Wieś się rozrasta. Przybywa domów. Mieszkańców jest coraz więcej. Tymczasem gmina i powiat zdają się tego nie dostrzegać. Brakuje bezpiecznych przystanków, progów zwalniających. Ryzykują dzieci idące do szkoły i kierowcy, którzy w Starej Koperni miewają ciężką nogę. Wszyscy uzbroić się muszą w cierpliwość i cieszyć z doraźnych napraw wykonywanych, jak zapewnia starostwo, zgodnie ze współczesną wiedzą inżynierską...
- Póki co, nie ma nawet projektu przebudowy tej drogi - przyznaje Piotr Kościański z wydziału komunikacji. - W przyszłym roku przymierzamy się do jego opracowania. Gdy będzie już gotowy, poznamy koszty, ujmiemy je w planie naszych wydatków. Nim rozpoczną się prace, istotnie mogą minąć dwa lata.
Nad sprawą drogi w Starej Koperni zarząd powiatu pochylił się dopiero na wniosek gminnej radnej, Barbary Podkowy. Jej prośba dotarła do urzędu kilka dni przed petycją podpisaną przez 70 rodzin.

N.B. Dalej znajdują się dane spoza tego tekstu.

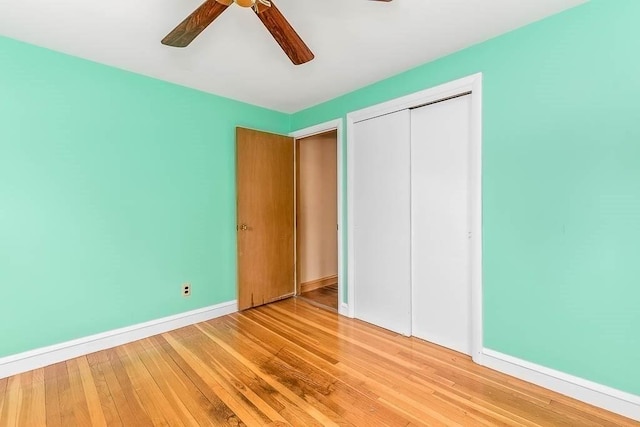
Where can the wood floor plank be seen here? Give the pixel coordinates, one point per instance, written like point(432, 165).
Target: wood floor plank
point(3, 389)
point(52, 402)
point(288, 363)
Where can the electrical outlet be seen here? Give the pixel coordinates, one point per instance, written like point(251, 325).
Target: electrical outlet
point(186, 289)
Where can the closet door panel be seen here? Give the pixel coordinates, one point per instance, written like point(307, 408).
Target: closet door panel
point(440, 223)
point(381, 221)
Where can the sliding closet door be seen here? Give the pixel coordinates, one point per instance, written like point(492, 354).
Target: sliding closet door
point(381, 221)
point(440, 222)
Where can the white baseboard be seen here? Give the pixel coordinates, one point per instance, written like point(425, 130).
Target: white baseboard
point(343, 310)
point(38, 358)
point(608, 398)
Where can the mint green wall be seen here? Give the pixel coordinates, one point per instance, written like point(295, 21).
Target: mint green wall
point(114, 189)
point(561, 185)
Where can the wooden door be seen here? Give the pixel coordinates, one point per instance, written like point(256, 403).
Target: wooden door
point(265, 209)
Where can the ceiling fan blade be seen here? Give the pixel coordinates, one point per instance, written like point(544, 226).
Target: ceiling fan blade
point(194, 24)
point(296, 49)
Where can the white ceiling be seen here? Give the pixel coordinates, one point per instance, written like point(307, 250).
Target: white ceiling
point(356, 42)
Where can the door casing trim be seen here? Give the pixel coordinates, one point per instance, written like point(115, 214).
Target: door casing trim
point(343, 306)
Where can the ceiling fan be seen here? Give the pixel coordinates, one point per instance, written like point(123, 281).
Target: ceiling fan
point(290, 42)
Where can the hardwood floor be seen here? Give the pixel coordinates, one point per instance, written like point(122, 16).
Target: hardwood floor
point(286, 363)
point(326, 296)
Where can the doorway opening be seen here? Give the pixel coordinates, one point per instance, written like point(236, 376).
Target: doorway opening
point(317, 219)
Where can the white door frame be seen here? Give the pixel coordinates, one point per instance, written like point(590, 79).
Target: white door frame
point(337, 125)
point(472, 84)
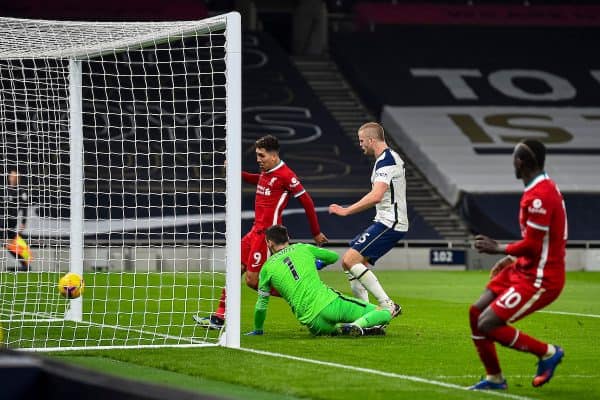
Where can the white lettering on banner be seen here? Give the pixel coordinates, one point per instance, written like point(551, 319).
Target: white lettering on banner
point(453, 79)
point(292, 125)
point(503, 81)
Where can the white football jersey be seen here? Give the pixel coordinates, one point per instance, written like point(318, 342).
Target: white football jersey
point(391, 210)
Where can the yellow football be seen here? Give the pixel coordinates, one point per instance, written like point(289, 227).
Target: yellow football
point(71, 285)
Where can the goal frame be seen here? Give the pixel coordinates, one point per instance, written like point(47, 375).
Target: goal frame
point(231, 24)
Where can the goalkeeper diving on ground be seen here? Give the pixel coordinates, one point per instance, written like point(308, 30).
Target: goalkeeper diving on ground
point(291, 271)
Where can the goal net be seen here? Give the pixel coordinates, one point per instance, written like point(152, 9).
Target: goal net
point(114, 141)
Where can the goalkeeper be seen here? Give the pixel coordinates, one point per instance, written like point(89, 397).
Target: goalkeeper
point(291, 271)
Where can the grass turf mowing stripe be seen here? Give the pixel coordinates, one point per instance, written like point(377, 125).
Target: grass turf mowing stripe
point(383, 373)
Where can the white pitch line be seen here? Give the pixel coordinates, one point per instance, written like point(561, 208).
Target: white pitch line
point(117, 328)
point(386, 374)
point(570, 313)
point(575, 376)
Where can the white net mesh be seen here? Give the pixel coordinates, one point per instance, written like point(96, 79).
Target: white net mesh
point(153, 101)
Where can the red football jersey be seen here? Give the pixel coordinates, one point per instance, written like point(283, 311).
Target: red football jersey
point(542, 207)
point(273, 192)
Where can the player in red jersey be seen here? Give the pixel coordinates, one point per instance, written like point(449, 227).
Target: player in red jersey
point(275, 184)
point(530, 277)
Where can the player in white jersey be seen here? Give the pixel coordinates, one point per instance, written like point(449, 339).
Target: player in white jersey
point(388, 195)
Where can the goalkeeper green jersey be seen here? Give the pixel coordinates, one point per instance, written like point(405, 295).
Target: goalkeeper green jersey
point(292, 272)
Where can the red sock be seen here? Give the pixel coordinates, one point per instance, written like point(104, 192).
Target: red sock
point(221, 309)
point(485, 347)
point(511, 337)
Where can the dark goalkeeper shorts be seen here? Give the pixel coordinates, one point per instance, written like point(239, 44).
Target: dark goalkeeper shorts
point(343, 309)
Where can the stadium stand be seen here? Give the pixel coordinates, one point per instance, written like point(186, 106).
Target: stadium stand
point(457, 105)
point(278, 100)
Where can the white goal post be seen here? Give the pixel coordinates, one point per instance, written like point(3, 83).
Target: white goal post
point(126, 140)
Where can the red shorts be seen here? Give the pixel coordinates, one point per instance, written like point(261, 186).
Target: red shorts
point(254, 250)
point(516, 297)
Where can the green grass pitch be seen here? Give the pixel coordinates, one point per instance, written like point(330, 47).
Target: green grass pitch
point(430, 341)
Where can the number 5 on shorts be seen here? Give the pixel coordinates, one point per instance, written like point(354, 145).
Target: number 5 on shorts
point(510, 299)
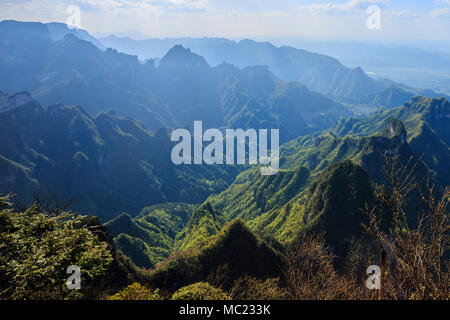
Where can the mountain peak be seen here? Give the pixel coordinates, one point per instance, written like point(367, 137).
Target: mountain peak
point(179, 56)
point(9, 102)
point(395, 128)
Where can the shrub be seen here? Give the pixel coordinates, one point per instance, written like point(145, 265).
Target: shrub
point(200, 291)
point(136, 291)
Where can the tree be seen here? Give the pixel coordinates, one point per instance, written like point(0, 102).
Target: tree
point(416, 264)
point(136, 291)
point(200, 291)
point(36, 248)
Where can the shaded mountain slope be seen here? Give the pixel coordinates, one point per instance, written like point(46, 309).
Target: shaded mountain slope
point(109, 164)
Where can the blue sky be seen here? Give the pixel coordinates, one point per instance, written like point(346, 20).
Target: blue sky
point(260, 19)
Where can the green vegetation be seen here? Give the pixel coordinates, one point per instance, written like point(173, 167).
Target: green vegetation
point(38, 246)
point(200, 291)
point(134, 292)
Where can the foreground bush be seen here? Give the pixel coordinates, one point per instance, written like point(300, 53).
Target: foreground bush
point(136, 291)
point(38, 244)
point(200, 291)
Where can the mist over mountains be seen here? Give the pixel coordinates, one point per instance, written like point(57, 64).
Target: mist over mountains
point(91, 119)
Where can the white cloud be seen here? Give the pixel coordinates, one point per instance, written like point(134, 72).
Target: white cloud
point(440, 12)
point(349, 6)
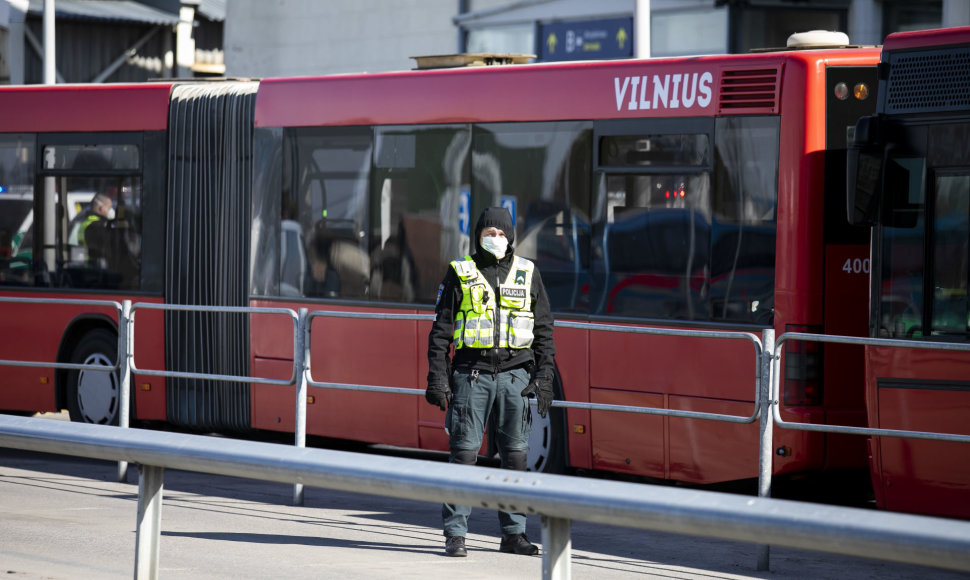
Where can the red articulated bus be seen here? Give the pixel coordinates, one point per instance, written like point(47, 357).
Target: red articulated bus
point(702, 192)
point(910, 179)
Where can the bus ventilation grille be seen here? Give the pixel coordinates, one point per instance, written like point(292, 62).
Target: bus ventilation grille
point(928, 81)
point(749, 91)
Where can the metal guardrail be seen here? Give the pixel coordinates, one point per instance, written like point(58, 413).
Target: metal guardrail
point(759, 395)
point(558, 499)
point(846, 429)
point(767, 388)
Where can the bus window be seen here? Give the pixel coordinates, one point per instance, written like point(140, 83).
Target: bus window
point(419, 176)
point(98, 217)
point(325, 216)
point(654, 255)
point(950, 235)
point(541, 172)
point(744, 228)
point(103, 241)
point(16, 208)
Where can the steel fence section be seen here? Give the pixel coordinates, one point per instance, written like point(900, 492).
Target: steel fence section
point(754, 339)
point(776, 391)
point(913, 539)
point(219, 309)
point(67, 302)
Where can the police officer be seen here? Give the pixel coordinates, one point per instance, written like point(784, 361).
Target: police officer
point(493, 307)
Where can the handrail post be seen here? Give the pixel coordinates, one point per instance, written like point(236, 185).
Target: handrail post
point(125, 347)
point(149, 530)
point(301, 351)
point(556, 548)
point(766, 451)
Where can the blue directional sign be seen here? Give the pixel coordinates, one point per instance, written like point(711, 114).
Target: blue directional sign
point(586, 39)
point(509, 203)
point(464, 211)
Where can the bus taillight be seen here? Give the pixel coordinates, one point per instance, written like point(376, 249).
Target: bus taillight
point(803, 369)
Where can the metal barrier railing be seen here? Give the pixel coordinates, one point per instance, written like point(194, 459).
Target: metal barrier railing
point(116, 306)
point(777, 393)
point(760, 395)
point(125, 334)
point(767, 388)
point(297, 348)
point(557, 499)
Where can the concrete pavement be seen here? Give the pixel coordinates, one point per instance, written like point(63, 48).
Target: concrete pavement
point(65, 518)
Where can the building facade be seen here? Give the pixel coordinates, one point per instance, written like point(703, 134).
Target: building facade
point(112, 40)
point(307, 37)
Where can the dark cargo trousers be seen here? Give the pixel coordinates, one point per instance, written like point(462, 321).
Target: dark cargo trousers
point(476, 396)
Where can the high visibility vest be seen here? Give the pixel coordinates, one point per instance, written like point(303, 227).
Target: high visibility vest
point(486, 318)
point(84, 226)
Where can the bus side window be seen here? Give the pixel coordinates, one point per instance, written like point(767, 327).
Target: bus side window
point(16, 209)
point(951, 236)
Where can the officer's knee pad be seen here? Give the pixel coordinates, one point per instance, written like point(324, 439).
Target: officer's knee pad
point(516, 460)
point(464, 456)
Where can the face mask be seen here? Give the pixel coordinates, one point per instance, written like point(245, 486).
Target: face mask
point(495, 245)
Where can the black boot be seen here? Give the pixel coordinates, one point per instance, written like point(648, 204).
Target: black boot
point(455, 546)
point(518, 544)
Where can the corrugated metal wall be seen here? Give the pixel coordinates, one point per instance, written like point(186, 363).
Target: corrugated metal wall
point(207, 254)
point(86, 48)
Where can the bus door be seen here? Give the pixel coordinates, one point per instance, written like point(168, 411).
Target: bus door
point(847, 267)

- Nie zgadzam się z argumentem, jakoby nasza droga była zbyt mało uczęszczana - mówi radna, przyznając, że o inicjatywie mieszkańców nic nie wiedziała. - Ludzie tutaj też płacą podatki. Czasem mogliby coś dostać w zamian. Szczególnie ostatni fragment na końcu wsi jest w katastrofalnym stanie. Powiat powinien ulżyć chociaż tym, którzy wiecznie brodzą w błocie.